Now, to be able to run workflows, install and configure the dstack CLI:
pip install dstack -U
dstack config --token <token>
Your token value can be found in Settings:
In this tutorial, we'll run workflows defined in github.com/dstackai/dstack-examples.
git clone https://github.com/recohut/dstack-examples
cd dstack-examples
This project includes 4 workflows. Two of them are for MNIST project (which was also covered in Quickstart tutorial) and the other two workflows - download-gluemrpc
and finetune-gluemrpc
are the ones we will use in this tutorial. The download-gluemrpc
workflow downloads the GLUE MRPC dataset using HF Datasets
library and stores it into data
artifact folder. The second workflow finetune-gluemrpc
then loads the data from that same artifact folder and fine-tunes the bert-base-cased
model using it. After fine-tuning, we stores the model in the model
artifact folder, from which we can download our trained model easily.
workflows:
- name: download-gluemrpc
provider: python
requirements: src/gluemrpc/requirements.txt
python_script: src/gluemrpc/download.py
artifacts:
- data
- name: finetune-gluemrpc
provider: python
requirements: src/gluemrpc/requirements.txt
python_script: src/gluemrpc/finetune.py
depends-on:
- download-gluemrpc:v0.0.2
artifacts:
- model
resources:
gpu: ${{ fgpu }}
Go ahead, and run the download-gluemrpc
workflow using the following command:
dstack run download-gluemrpc
This single command will spin-up a docker inside one of the runner instances on AWS, install the libraries, run the src/gluemrpc/download.py
script inside that spinned-up docker, saves the data in the data
folder and maintains/shows the logs in dstack gui (https://dstack.ai/runs). Once the Job gets completed, it will look like this:
You can see that we have tag also. This tag will help us in running the next workflow when we will fine-tune the model. To add a tag to any run, we need to know the run name first. In this case, our run name is soft-turkey-1
, so we can execute the following command to add the tag:
dstack tag -n v0.0.2 soft-turkey-1
Now, we will run the fine-tune workflow finetune-gluemrpc
.
You can use the following command to run it:
dstack run finetune-gluemrpc
If you want to change any of the variables, you can do that in .dstack/variables.yaml, or from the CLI.

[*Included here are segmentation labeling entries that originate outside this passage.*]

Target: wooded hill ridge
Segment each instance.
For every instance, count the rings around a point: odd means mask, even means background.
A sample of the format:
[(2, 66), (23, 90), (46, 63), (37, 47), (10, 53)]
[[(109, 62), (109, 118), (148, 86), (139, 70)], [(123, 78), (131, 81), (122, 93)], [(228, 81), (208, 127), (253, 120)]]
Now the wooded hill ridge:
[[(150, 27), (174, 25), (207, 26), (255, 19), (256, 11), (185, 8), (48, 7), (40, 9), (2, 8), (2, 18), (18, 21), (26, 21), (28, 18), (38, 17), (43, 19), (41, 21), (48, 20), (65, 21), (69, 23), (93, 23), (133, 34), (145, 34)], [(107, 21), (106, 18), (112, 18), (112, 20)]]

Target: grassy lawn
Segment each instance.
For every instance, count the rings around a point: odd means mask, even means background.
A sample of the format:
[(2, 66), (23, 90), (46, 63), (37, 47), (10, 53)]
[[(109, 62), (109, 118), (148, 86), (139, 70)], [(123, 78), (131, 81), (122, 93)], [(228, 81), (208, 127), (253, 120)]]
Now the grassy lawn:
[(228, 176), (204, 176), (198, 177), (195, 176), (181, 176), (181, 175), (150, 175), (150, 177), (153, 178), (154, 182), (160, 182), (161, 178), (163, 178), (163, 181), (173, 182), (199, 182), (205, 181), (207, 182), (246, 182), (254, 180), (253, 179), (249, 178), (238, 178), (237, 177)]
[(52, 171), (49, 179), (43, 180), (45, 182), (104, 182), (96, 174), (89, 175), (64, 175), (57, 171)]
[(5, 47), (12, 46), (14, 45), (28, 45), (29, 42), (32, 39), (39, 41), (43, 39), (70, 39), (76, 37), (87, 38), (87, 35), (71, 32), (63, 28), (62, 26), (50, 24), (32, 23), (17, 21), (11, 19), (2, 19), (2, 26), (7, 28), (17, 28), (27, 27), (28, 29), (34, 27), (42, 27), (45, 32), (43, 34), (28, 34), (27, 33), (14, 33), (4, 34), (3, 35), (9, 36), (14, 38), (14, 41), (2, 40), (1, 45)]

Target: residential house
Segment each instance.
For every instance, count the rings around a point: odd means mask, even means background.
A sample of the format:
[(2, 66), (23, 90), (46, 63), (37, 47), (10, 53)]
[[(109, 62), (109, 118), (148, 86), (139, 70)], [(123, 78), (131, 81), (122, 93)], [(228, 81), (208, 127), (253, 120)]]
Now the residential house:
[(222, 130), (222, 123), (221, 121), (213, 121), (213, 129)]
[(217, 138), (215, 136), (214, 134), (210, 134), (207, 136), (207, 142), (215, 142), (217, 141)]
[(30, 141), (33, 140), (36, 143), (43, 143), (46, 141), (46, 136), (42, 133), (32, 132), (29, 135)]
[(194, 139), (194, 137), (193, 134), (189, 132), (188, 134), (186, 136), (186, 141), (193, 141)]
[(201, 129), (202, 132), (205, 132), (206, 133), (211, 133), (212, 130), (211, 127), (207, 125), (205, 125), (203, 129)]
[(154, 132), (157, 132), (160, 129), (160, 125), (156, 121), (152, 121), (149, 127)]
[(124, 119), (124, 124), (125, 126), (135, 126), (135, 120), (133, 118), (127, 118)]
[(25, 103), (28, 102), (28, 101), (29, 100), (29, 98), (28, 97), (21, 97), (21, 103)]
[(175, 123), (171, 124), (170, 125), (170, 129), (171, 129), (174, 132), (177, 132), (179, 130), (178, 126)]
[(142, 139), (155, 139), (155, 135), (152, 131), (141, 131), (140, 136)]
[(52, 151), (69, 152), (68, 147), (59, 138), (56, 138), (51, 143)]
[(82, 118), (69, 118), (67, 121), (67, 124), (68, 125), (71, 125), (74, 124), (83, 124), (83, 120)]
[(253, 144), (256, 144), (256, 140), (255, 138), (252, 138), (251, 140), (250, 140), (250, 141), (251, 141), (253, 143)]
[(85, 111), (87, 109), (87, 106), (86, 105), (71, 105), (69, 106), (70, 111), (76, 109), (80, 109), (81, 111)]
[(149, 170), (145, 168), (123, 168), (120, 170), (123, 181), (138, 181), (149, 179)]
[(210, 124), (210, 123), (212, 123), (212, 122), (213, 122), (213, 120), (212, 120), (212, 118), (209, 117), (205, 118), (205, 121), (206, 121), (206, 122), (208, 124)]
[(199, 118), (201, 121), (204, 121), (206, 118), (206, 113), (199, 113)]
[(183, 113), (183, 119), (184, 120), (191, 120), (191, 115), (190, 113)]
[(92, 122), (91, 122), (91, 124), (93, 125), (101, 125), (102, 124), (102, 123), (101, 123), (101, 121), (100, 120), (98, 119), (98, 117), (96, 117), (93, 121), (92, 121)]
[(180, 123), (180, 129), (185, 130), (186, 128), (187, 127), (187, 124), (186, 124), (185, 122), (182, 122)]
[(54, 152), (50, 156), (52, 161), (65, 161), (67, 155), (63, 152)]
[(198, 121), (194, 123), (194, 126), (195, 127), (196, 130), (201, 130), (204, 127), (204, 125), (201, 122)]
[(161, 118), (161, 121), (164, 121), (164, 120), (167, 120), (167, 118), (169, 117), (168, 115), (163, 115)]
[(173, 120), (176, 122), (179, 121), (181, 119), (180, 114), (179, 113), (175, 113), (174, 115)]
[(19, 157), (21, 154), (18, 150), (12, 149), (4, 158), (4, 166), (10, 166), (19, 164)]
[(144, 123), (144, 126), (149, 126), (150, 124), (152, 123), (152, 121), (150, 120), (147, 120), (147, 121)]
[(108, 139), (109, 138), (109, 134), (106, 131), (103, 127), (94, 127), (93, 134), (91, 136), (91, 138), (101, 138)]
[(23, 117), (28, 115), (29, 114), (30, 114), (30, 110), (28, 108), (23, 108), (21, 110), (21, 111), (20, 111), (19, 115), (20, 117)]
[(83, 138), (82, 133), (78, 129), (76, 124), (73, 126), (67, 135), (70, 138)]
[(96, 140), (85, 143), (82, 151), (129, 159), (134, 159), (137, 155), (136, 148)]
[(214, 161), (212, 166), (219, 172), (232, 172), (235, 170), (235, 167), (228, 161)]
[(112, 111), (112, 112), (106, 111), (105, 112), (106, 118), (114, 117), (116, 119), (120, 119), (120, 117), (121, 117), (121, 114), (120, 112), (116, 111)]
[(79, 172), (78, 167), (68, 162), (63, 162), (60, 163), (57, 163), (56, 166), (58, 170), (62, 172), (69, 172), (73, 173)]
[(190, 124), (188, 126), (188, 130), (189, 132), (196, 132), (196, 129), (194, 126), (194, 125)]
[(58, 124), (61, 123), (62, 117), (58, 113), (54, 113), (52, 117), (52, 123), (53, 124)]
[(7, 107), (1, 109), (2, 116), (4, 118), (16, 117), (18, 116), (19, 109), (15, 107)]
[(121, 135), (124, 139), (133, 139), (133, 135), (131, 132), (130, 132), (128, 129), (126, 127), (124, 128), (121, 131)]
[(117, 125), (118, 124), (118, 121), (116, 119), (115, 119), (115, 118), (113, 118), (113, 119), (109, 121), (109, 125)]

For instance, if you want to run on a gpu instance, you can use the following command:
dstack run finetune-gluemrpc --fgpu 1
Similarly, to run on multiple gpus, feel free to change the flag in cli, e.g. following command will run the job on 2 gpus:
dstack run finetune-gluemrpc --fgpu 2
In the following image, you can see how the jobs look on the dstack gui:
We can also get a detailed snapshot of the job:
It is also possible to download the trained model using the following command:
dstack artifacts f9e547065481 --output artifacts/glue_mrpc
Here, note that f9e547065481
is our job id. This command will download the trained model in the local artifacts/glue_mrpc folder.
It's now time to give a try to dstack, and run your workflow.